HUKUM DI NEGERI KITA INI SANGAT POSITIVISTIK-MATERIALISTIK


Lihatlah rangkaian Pemilu yang baru saja berlangsung pada 14 Februari 2024 yang lalu. Warga menyaksikan bahwa di berbagai tempat di tanah air, Kepala Desa/Lurah terlibat dalam dukungan politik praktis kepada pasangan Capres-Cawapres tertentu. Dukungan masif ini tidak dipandang sebagai kasus pelanggaran hukum Pemilu karena tidak ada satu pun Kepala Desa/Lurah yang berani melaporkan, dan warga juga tidak berani untuk menunjukkan bukti keterlibatan Kepala Desa /Lurah yang ia ketahui. Belum lagi keterlibatan pejabat pemerintah di atasnya seperti Camat, Bupati/Walikota, Gubernur, dan bahkan Menteri.

Pengawas Pemilu hanya berdiam diri menunggu pengaduan. Institusi ini tidak menjalankan fungsi kepengawasan semestinya. Tidak terdengar informasi bahwa Pengawas ini bekerja mengawasi lalu menemukan sendiri bukti pelanggaran.

Penyikapan Institusi ini terhadap pelaporan dugaan pelanggaran pun banyak mengecewakan masyarakat di berbagai tempat. Lagi-lagi para pelapor diminta menunjukkan bukti material-fisik-indrawi pelanggaran.

Eviden hukum di negeri ini mesti fisik-material-indrawi. Meskipun telah memunculkan kerusakan demokrasi dan sosial dalam masyarakat, dan para penegak hukum menyaksikan akibat-akibat destruktif itu, namun mereka tetap memaksakan bukti-bukti pisik-material-empirikal dimaksud. Jika tidak, maka mereka akan tetap berkata, "Tidak ada pelanggaran."

Sebagai orang yang tidak berlatar kesarjanaan dalam ilmu hukum, pertanyaan yang hemat saya patut dikemukakan, "Apakah pembuktian pelanggaran itu hanya menggunakan paradigma positivistik-empirik-meterialistik? Bukankah pembuktian pelanggaran hukum juga dapat menggunakan pendekatan kualitatif-interpretif? Hukum positivistik-materialistik kelihatannya akan selalu terlambat dalam memenuhi kebutuhan masyarakat akan rasa adil.

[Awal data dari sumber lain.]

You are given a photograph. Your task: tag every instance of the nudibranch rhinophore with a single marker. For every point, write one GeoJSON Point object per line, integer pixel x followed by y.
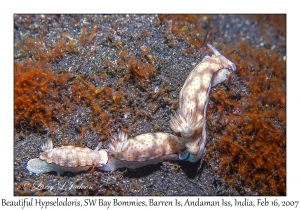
{"type": "Point", "coordinates": [144, 149]}
{"type": "Point", "coordinates": [193, 99]}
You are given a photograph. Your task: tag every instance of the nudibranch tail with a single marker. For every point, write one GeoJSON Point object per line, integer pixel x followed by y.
{"type": "Point", "coordinates": [216, 52]}
{"type": "Point", "coordinates": [47, 146]}
{"type": "Point", "coordinates": [118, 143]}
{"type": "Point", "coordinates": [186, 125]}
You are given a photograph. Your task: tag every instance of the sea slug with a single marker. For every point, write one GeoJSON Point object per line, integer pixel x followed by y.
{"type": "Point", "coordinates": [144, 149]}
{"type": "Point", "coordinates": [66, 158]}
{"type": "Point", "coordinates": [194, 96]}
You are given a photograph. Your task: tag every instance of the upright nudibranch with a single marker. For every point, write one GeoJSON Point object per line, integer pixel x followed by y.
{"type": "Point", "coordinates": [66, 158]}
{"type": "Point", "coordinates": [194, 96]}
{"type": "Point", "coordinates": [144, 149]}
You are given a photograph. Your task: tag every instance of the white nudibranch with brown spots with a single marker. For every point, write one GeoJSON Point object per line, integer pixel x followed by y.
{"type": "Point", "coordinates": [66, 158]}
{"type": "Point", "coordinates": [194, 96]}
{"type": "Point", "coordinates": [144, 149]}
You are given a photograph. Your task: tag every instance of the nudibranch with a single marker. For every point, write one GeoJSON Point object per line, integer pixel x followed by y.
{"type": "Point", "coordinates": [193, 99]}
{"type": "Point", "coordinates": [144, 149]}
{"type": "Point", "coordinates": [66, 158]}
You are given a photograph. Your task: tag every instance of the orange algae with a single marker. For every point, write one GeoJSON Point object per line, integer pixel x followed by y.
{"type": "Point", "coordinates": [252, 145]}
{"type": "Point", "coordinates": [38, 101]}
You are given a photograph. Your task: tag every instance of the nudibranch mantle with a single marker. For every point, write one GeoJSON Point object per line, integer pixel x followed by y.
{"type": "Point", "coordinates": [66, 158]}
{"type": "Point", "coordinates": [193, 99]}
{"type": "Point", "coordinates": [144, 149]}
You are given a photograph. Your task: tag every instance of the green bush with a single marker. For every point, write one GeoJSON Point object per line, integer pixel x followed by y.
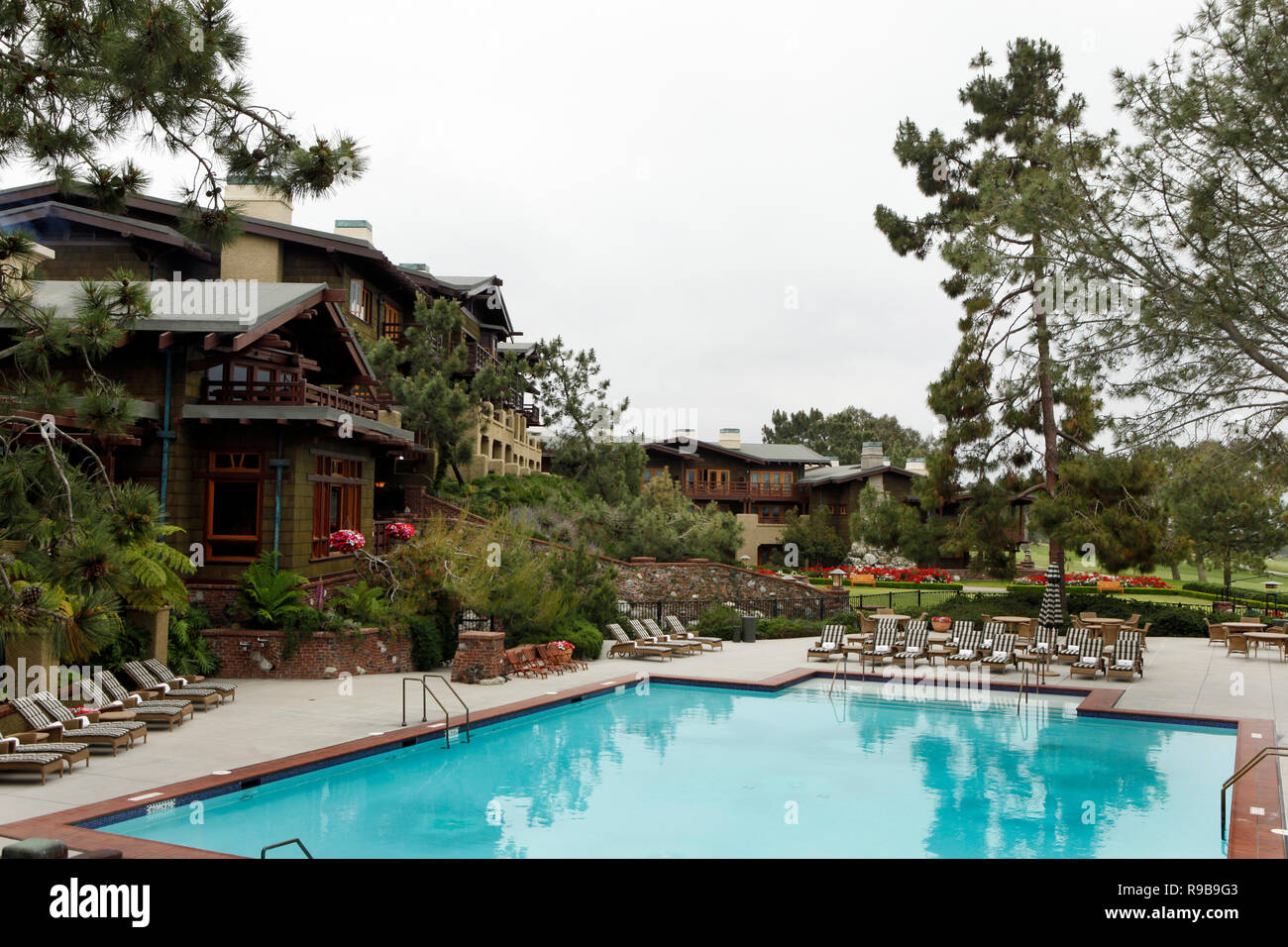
{"type": "Point", "coordinates": [719, 621]}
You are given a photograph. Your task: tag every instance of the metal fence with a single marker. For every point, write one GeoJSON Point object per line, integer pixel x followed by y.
{"type": "Point", "coordinates": [690, 609]}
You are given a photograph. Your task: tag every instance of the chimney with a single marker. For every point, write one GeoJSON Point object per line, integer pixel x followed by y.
{"type": "Point", "coordinates": [258, 201]}
{"type": "Point", "coordinates": [355, 228]}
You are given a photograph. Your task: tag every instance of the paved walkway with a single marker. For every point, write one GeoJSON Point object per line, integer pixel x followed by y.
{"type": "Point", "coordinates": [277, 718]}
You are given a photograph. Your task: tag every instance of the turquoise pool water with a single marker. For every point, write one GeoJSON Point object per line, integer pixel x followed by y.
{"type": "Point", "coordinates": [681, 771]}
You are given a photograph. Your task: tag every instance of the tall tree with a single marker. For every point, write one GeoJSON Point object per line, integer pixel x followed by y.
{"type": "Point", "coordinates": [1196, 214]}
{"type": "Point", "coordinates": [1000, 191]}
{"type": "Point", "coordinates": [78, 77]}
{"type": "Point", "coordinates": [841, 434]}
{"type": "Point", "coordinates": [580, 415]}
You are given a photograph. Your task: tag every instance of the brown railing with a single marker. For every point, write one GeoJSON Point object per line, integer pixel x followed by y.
{"type": "Point", "coordinates": [286, 393]}
{"type": "Point", "coordinates": [743, 489]}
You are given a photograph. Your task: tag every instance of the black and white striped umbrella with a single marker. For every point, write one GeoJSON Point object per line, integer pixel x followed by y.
{"type": "Point", "coordinates": [1051, 615]}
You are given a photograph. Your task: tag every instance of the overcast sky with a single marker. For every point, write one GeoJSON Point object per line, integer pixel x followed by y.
{"type": "Point", "coordinates": [665, 182]}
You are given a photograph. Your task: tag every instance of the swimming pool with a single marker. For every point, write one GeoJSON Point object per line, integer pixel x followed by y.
{"type": "Point", "coordinates": [670, 770]}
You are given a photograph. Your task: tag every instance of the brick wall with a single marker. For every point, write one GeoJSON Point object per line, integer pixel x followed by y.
{"type": "Point", "coordinates": [480, 655]}
{"type": "Point", "coordinates": [320, 657]}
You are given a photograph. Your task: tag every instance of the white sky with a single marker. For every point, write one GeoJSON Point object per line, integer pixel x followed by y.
{"type": "Point", "coordinates": [658, 179]}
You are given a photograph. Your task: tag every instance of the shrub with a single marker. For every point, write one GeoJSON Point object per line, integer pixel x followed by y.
{"type": "Point", "coordinates": [267, 598]}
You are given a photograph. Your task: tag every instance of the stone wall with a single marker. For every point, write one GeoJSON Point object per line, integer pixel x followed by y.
{"type": "Point", "coordinates": [320, 657]}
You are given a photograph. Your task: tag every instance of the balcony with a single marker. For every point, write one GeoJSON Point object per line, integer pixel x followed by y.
{"type": "Point", "coordinates": [743, 489]}
{"type": "Point", "coordinates": [286, 393]}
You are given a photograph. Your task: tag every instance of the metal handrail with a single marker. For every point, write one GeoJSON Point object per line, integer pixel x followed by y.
{"type": "Point", "coordinates": [456, 696]}
{"type": "Point", "coordinates": [1243, 771]}
{"type": "Point", "coordinates": [263, 852]}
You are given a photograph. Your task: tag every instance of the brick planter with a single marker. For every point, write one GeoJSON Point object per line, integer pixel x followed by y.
{"type": "Point", "coordinates": [480, 656]}
{"type": "Point", "coordinates": [320, 657]}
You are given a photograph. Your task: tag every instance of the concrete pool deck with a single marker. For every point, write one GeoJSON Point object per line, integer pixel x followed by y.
{"type": "Point", "coordinates": [271, 719]}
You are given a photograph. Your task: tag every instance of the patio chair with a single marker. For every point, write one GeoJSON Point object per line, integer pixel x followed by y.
{"type": "Point", "coordinates": [1003, 654]}
{"type": "Point", "coordinates": [37, 763]}
{"type": "Point", "coordinates": [681, 631]}
{"type": "Point", "coordinates": [967, 650]}
{"type": "Point", "coordinates": [111, 735]}
{"type": "Point", "coordinates": [828, 644]}
{"type": "Point", "coordinates": [677, 647]}
{"type": "Point", "coordinates": [167, 677]}
{"type": "Point", "coordinates": [1076, 642]}
{"type": "Point", "coordinates": [147, 681]}
{"type": "Point", "coordinates": [170, 712]}
{"type": "Point", "coordinates": [623, 646]}
{"type": "Point", "coordinates": [1093, 663]}
{"type": "Point", "coordinates": [1126, 661]}
{"type": "Point", "coordinates": [915, 643]}
{"type": "Point", "coordinates": [71, 753]}
{"type": "Point", "coordinates": [1216, 634]}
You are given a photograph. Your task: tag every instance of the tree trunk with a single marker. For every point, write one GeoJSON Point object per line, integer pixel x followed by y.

Namun demikian, penulis juga menyadari bahwa para penegak hukum ---dalam konteks kepemiluan ini--- berada dalam ruang yang tidak merdeka dalam menegakkan aturan. Ada kekuatan besar yang mangepung dan menghadang mereka untuk bertindak di atas nilai kejujuran dan keadilan. Di sisi lain, mereka juga tampak kurang memiliki good will dan keberanian untuk menindaklanjuti setiap pelanggaran yang mereka saksikan sendiri, apa lagi dalam menindaklanjuti  laporan pelanggaran.

La quwwata illa billah... nasib hukum kita. Bagaimana masa depan peradaban anak cucu kita di tengah ketidakpastian penegakan hukum ini.

Gambar: 

Wisuda UIN Syahada, 02 Maret 2024

4 komentar:

  1. Bagaimana kira-kira pak gerakan kecil agar rakyat biasa ini bisa mengucapkan kebenaran itu?
    Karena banyak yg takut atas konsekuensi yg akan terjadi kepada mereka.

    BalasHapus
  2. Yang ditanyakan itu benar-benar problematik saat ini. Pemerintah dan Rakyat dalam hubungan kenegaraan sangat tidak setara. Rakyat tidak memiliki kekuatan untuk menyatakan kebenaran di hadapan pemerintah/penguasa. Krn itu dlm situasi spt ini kaum intelektual mesti turun menjadi penyangga rakyat kecil menyuarakan kebenaran atau hak-hak politik dan sosialnya.

    BalasHapus
    Balasan
    1. Saya sangat setuju pak dengan yg bapak sampaikan. Namun, apakah kaum intelektual semua bermental seperti yg kita harapkan, karena info dari rakyat kecil, bebarapa yg menjadi aktor ketimpangan itu malah dari kaum akademisi bermental sebungkus rokok dan menjadi parasit. Apakah kita masih bisa mengulangi peristiwa 1989 dengan semua kekiri2an ini pak?

      Hapus
    2. Ya, itu sangat disayangkan. Ternyata kaum intelektual yang masih memegang idealisme harus juga berhadapan dengan kaum intelektual yang menggadaikan idealisme karena memperoleh keuntungan-keuntungan material. Tapi yakinlah, mereka yang terakhir ini lemah dan rapuh. Insya Allah akan kalah oleh kaum intelektual dan cendikiawan yang memegang idealisme membangun bangsa.